Moacyr Castro

Crônicas, reportagens e entrevistas.

2002

Depois dos 50

A vítima é de Campinas, mas ele jura que a origem dos fatos está aqui em Ribeirão Preto. Não acredito em patavina do que ele disse, só que aconteceu. Foi semana passada. Toca o telefone e sem deixar que eu pelo menos dissesse ‘tá louco?’, a voz dispara de Campinas:
— Não há nada que dê jeito. Não tenho vergonha de contar. Pode escrever no jornal, não ponha meu nome, mas a culpa é dos padres. Há trinta anos eu me formei e foi morar aí.
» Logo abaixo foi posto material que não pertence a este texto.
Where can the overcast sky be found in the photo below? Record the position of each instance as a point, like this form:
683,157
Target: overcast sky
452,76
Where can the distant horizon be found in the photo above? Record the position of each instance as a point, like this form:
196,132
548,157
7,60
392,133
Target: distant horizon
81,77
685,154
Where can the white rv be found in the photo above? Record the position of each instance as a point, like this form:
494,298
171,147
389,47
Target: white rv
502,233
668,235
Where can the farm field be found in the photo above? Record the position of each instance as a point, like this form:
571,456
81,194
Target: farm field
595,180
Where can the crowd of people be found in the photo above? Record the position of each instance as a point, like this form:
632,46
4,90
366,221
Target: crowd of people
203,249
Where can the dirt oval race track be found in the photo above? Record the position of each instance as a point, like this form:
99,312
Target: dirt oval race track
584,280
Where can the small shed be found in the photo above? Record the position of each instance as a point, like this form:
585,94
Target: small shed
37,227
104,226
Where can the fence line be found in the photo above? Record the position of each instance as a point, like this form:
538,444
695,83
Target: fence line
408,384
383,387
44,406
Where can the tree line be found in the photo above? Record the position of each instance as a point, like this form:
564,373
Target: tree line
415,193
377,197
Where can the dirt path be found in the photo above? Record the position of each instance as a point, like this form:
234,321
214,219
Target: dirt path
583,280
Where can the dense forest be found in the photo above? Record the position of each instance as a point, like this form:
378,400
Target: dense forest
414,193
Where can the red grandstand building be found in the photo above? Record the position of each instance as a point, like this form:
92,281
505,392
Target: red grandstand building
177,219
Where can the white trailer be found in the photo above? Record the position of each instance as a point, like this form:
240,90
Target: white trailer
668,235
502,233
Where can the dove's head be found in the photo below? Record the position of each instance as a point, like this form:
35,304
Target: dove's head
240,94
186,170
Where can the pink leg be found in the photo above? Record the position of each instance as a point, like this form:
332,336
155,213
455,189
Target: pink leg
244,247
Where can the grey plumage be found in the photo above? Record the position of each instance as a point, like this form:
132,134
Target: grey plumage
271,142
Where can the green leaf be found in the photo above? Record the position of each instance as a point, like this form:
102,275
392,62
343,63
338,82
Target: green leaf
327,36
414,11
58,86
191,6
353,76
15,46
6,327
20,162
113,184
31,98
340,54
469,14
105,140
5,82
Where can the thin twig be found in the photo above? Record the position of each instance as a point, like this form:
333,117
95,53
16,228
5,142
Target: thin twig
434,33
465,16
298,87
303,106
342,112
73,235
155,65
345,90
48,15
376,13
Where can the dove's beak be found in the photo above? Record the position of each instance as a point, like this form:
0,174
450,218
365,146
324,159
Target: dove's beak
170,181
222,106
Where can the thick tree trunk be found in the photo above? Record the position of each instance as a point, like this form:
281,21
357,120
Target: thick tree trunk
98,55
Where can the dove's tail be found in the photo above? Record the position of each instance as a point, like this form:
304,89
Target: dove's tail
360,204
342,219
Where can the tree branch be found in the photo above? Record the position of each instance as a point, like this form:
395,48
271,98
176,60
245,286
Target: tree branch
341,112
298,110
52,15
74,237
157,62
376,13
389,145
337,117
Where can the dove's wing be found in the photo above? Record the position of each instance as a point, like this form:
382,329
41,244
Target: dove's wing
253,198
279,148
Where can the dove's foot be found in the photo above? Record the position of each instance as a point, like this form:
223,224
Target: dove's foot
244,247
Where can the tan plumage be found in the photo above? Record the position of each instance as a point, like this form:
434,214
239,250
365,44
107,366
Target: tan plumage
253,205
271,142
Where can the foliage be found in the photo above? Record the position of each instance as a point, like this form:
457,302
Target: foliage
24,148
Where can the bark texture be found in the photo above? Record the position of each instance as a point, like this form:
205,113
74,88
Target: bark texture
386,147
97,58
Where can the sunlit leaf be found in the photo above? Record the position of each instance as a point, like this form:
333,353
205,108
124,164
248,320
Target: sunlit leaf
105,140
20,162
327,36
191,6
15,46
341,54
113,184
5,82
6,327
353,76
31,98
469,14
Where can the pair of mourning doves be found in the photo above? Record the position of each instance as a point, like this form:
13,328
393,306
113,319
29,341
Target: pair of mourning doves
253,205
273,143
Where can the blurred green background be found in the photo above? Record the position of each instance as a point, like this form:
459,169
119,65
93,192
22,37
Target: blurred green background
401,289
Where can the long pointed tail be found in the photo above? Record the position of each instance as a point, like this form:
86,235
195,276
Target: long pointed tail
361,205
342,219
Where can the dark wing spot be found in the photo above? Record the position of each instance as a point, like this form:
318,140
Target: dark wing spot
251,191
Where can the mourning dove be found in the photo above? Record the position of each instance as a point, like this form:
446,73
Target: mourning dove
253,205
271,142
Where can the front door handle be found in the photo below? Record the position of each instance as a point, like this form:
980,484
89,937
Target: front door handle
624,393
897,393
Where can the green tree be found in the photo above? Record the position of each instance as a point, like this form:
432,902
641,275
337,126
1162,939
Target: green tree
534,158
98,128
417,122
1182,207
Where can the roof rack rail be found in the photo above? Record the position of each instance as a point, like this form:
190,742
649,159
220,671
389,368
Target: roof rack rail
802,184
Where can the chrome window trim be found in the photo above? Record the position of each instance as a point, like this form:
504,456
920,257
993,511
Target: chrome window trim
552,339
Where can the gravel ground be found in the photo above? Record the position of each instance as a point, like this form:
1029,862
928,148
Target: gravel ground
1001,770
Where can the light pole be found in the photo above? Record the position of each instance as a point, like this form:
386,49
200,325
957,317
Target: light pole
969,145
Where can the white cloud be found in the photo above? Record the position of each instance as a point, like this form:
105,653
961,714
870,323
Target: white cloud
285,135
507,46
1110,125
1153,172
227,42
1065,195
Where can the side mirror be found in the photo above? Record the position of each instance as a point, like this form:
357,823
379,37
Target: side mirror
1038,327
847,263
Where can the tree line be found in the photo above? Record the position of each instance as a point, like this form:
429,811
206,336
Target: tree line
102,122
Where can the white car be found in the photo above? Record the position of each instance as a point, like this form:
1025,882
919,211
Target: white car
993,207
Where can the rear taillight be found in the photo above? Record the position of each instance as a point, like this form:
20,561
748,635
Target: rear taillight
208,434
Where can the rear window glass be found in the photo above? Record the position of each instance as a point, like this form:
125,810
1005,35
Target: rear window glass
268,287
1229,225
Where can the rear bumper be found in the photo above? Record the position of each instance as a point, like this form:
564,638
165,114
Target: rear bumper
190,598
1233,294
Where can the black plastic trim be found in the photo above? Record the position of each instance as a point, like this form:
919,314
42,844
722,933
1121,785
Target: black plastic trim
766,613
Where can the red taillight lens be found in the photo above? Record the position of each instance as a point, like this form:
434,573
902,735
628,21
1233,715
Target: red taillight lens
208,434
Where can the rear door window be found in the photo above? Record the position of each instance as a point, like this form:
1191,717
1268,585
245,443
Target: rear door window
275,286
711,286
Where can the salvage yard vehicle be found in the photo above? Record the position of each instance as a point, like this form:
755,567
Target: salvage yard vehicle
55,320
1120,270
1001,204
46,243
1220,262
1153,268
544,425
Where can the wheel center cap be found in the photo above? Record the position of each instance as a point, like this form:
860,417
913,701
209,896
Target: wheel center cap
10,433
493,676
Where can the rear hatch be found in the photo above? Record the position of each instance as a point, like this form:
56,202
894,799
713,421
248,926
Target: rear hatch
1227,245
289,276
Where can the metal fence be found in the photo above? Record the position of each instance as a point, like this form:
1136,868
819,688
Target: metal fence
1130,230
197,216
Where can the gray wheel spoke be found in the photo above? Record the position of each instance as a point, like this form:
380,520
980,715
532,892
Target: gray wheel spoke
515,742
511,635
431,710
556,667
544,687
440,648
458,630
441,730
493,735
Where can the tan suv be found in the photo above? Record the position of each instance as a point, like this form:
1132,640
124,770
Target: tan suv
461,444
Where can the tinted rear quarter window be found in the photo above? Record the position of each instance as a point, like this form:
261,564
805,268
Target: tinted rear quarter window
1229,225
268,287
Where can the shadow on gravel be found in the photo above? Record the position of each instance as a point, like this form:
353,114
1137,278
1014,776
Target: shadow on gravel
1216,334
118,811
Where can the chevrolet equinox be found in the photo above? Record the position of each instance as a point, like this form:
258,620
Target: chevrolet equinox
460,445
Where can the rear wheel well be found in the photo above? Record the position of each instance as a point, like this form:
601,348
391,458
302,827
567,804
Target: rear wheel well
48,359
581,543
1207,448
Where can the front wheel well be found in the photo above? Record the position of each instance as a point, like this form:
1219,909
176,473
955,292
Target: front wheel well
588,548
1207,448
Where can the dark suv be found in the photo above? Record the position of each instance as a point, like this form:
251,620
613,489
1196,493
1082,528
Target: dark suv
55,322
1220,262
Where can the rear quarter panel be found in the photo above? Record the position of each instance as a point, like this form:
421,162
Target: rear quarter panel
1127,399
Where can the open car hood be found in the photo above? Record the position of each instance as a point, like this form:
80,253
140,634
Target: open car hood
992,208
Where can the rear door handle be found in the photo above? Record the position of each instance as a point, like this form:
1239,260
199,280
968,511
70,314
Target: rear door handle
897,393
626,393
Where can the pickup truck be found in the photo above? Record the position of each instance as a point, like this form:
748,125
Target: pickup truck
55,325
Um padre, de uma família parceira da empresa onde eu trabalhava, ficou com dó daquela minha vida de república, mesmo já formado, e me convidou para morar no seminário, aí perto. Fui. O que é que tinha demais?
— Você morou em seminário? Mas eles aceitaram você lá? Justo você? (Nos dias de hoje, nada demais o comportamento desse moço. Mas para os padrões de trinta anos atrás, era o que chamavam de devasso, mulherengo; tipo que, diziam, ‘não valia nada’; andava pela rua de sandália havaiana, carregando violão, imagine! Não saía do Dalva e não era campeão de sinuca porque não tinha paciência de ficar mais de meia hora em volta da mesa. Não roubava nem matava, mas era amigo do peito de Tony Gato e Satã. Centroavante primoroso, mas nem Zé Duarte nem Cilinho conseguiram fazê-lo jogar pra valer. Não queria compromisso com nada. Falavam que ajudou na mudança de todas para o Jardim Itatinga e tocou na festa de inauguração de cada casa. Queriam que se candidatasse, mas criou juízo a tempo e preferiu trabalhar.)
— Eles não sabiam de nada e eu já estava regenerado; ia me casar dali a um ano. Meu comportamento era o de um monge. Do trabalho para casa, digo, pra o santuário, quer dizer, seminário, e de lá para o trabalho. Todo dia. Domingo, missa, futebol, já jogou futebol com padre?, um cineminha, meditação e cama.
— E o que isso tem a ver com?…
— Depois de três meses, não agüentei e fui falar com o superior. Padre, não tenho nada com isso, aqui é ótimo, todo mundo gente boa, até o noviço-cozinheiro. Mas comer pepino no almoço e na janta, todo dia, é muito. E ainda vem pepino no café da manhã?
— Você não sabe, meu filho? Não podemos ficar excitados, ter ereção. É por isso!
— ‘Pelamor’ de Deus, padre! Vou me casar no ano que vem…
— Não se preocupe com isso, só vai fazer efeito depois dos cinquënta…
Fez.
Pregado no poste: “Desde quando você come pepino?”